Since the results are not radically different from win-loss ranking, this technique might be useful for predicting future performance.
Can it predict?
Let’s pick July 25th, 2011 as our reference point. Given all of the data up to and including July 25th, would this technique be able to predict winners well? What about “well” compared to win-loss record based predictions?
First, let’s dispel the idea that win-loss records are useful for prediction. Team schedules differ based on the division they’re in, and the timing of games is completely different (one team might have a really easy schedule in the month of August compared to another team).
Let’s take a look at the standing on July 25th.
If we were to extrapolate wins based on this data, Philiadelphia, San Francisco, and Pittsburgh would all win their division. Atlanta would win the wild card. Of those teams, only Philadelphia actually made it into the postseason. Pittsburgh would collapse in historic fashion, San Francisco would fall out of the wild card chase, and Atlanta was eliminated the last day of the season.
How does my eigenvector approach rank the teams?
Milwaukee, Philadelphia, and Arizona are all correctly predicted to be division winners. Only the New York Mets are out of place. Their high ranking is due to the fact that up until this point, they had won 100% of their games against Arizona. The next time the two teams met, Arizona won all three games, and the Mets’ predicted outcome dropped to 86 wins.
Another anomaly here is the Florida Marlins. They’d suffered a disastrous 5 win 23 loss June, but still managed to rank relatively high in this list. The only thing I can imagine is that they’re being lifted by the presence of the Mets in the top four (against whom they’d won 60% of their games at this point of the season). A potential improvement to my approach would be to add Laplace Smoothing for matchups that have not registered some threshold number of games.
The July 25th date is actually significant, in that it is the last day before the Pittsburgh Pirates fell apart in the second half of the season. It seems that this outcome wasn’t totally out of character for the team. Even though they were in first place in their division, according to my approach’s rankings, they were still performing at the level of a team that would lose more games than it would win.

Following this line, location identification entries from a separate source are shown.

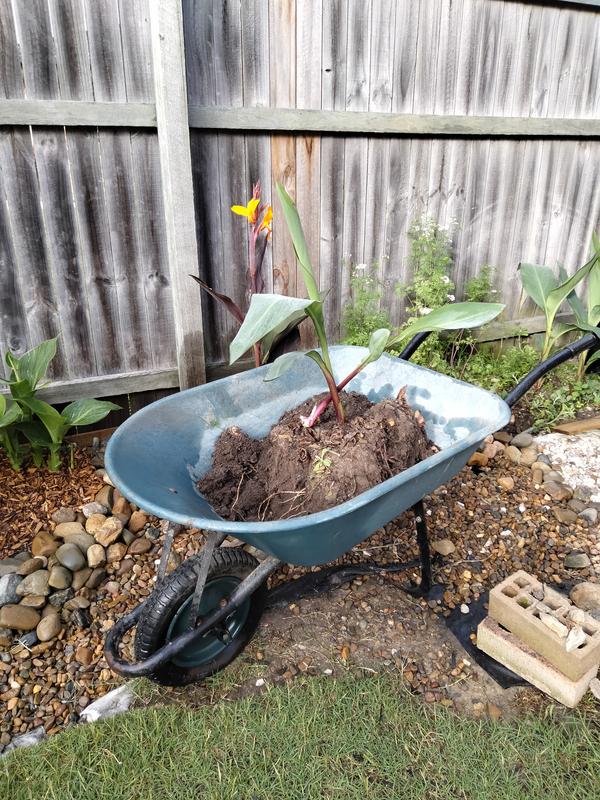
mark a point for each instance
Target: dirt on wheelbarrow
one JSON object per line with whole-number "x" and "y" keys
{"x": 297, "y": 470}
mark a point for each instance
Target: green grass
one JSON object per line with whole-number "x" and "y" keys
{"x": 351, "y": 739}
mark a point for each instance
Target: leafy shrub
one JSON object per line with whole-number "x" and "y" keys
{"x": 363, "y": 314}
{"x": 30, "y": 425}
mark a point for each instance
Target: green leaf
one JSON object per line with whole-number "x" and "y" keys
{"x": 594, "y": 293}
{"x": 273, "y": 338}
{"x": 454, "y": 316}
{"x": 33, "y": 365}
{"x": 556, "y": 296}
{"x": 11, "y": 413}
{"x": 378, "y": 341}
{"x": 50, "y": 417}
{"x": 87, "y": 411}
{"x": 292, "y": 218}
{"x": 267, "y": 312}
{"x": 36, "y": 434}
{"x": 538, "y": 281}
{"x": 283, "y": 364}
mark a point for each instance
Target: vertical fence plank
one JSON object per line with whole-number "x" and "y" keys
{"x": 174, "y": 149}
{"x": 282, "y": 46}
{"x": 333, "y": 96}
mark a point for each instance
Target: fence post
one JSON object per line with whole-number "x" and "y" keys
{"x": 168, "y": 57}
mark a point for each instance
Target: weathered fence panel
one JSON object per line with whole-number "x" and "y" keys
{"x": 482, "y": 114}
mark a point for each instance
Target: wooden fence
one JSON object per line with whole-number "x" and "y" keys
{"x": 128, "y": 126}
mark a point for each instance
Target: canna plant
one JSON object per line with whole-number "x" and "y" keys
{"x": 275, "y": 312}
{"x": 259, "y": 217}
{"x": 548, "y": 292}
{"x": 25, "y": 417}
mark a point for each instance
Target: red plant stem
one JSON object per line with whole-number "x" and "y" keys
{"x": 252, "y": 237}
{"x": 320, "y": 408}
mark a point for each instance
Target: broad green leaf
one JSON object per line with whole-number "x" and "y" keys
{"x": 555, "y": 297}
{"x": 51, "y": 418}
{"x": 454, "y": 316}
{"x": 292, "y": 218}
{"x": 283, "y": 364}
{"x": 592, "y": 358}
{"x": 538, "y": 281}
{"x": 594, "y": 293}
{"x": 267, "y": 342}
{"x": 87, "y": 411}
{"x": 33, "y": 365}
{"x": 377, "y": 344}
{"x": 267, "y": 312}
{"x": 11, "y": 413}
{"x": 36, "y": 434}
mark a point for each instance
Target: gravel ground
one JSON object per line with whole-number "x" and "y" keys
{"x": 489, "y": 521}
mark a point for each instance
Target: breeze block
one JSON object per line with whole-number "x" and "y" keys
{"x": 516, "y": 605}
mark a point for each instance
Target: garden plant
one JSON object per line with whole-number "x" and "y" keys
{"x": 29, "y": 425}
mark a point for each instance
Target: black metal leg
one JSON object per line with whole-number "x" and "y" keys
{"x": 423, "y": 543}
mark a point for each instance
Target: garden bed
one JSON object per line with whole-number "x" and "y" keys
{"x": 488, "y": 521}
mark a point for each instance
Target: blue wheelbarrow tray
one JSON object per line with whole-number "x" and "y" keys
{"x": 157, "y": 456}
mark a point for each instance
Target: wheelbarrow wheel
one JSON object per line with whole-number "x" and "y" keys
{"x": 167, "y": 616}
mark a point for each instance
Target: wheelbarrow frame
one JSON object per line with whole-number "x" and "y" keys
{"x": 261, "y": 573}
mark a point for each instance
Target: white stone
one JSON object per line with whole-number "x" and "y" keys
{"x": 554, "y": 624}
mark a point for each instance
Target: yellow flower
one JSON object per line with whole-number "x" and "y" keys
{"x": 249, "y": 211}
{"x": 265, "y": 225}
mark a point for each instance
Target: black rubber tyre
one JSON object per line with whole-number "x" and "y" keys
{"x": 165, "y": 603}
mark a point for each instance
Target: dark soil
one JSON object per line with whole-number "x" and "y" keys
{"x": 297, "y": 470}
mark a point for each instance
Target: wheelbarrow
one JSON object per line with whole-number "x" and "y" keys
{"x": 201, "y": 616}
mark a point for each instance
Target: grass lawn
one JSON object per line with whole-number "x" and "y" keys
{"x": 355, "y": 738}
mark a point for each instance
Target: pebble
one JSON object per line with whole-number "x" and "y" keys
{"x": 44, "y": 544}
{"x": 443, "y": 546}
{"x": 137, "y": 521}
{"x": 96, "y": 578}
{"x": 109, "y": 532}
{"x": 59, "y": 598}
{"x": 522, "y": 440}
{"x": 93, "y": 508}
{"x": 36, "y": 583}
{"x": 554, "y": 624}
{"x": 60, "y": 577}
{"x": 8, "y": 589}
{"x": 96, "y": 556}
{"x": 94, "y": 522}
{"x": 565, "y": 515}
{"x": 70, "y": 556}
{"x": 589, "y": 515}
{"x": 67, "y": 528}
{"x": 586, "y": 595}
{"x": 577, "y": 560}
{"x": 31, "y": 565}
{"x": 558, "y": 491}
{"x": 49, "y": 627}
{"x": 80, "y": 578}
{"x": 139, "y": 546}
{"x": 513, "y": 454}
{"x": 18, "y": 617}
{"x": 81, "y": 540}
{"x": 115, "y": 552}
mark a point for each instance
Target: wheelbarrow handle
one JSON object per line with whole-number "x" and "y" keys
{"x": 588, "y": 342}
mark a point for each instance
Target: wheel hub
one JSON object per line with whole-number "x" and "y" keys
{"x": 214, "y": 641}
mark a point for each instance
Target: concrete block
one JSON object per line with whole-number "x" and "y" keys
{"x": 510, "y": 651}
{"x": 520, "y": 603}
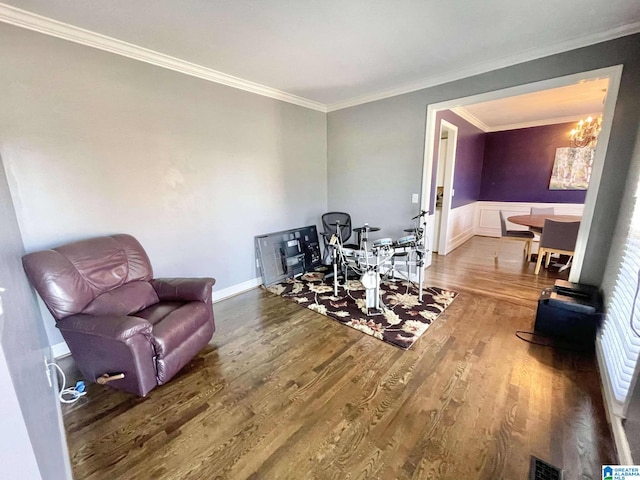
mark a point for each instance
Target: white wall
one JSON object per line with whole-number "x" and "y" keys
{"x": 95, "y": 144}
{"x": 26, "y": 398}
{"x": 17, "y": 458}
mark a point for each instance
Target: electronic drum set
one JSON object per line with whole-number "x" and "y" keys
{"x": 376, "y": 260}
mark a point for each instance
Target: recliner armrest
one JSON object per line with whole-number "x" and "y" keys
{"x": 185, "y": 289}
{"x": 112, "y": 327}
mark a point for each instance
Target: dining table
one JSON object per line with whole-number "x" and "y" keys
{"x": 536, "y": 222}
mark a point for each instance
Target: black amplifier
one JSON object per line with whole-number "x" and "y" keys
{"x": 571, "y": 312}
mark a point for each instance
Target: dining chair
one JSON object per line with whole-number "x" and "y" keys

The entirety of the NL West (Arizona, Los Angeles, San Francisco, San Diego, Colorado) are all predicted to within 2 games of their season’s end scores.
This model is far from perfect, but it’s certainly an improvement over what has been the norm for over a century. Let’s see how it fares against current data.
2012 season predictions
Let’s use the data available as of the night of July 22nd, 2012. This is less data than the 2012 predictions, but let’s give it a shot.
So, what does this tell us. Atlanta is a 100 win team (they’re currently 5th overall in the league). The Washington Nationals, despite having the best record that night, will not advance to the playoffs. The Los Angeles Dodgers will barely take the division over the San Francisco Giants, who end up with the first wild card spot. Cincinatti Reds will win the NL Central, and the Pittsburgh Pirates will be the first team in MLB history to win the second wild card spot.
As an aside, this algorithm really hates the Padres, and predicts that they’ll only win eight more of their remaining 65 games. I don’t get it.
Let’s check on this in a couple months to see if it’s at all correct.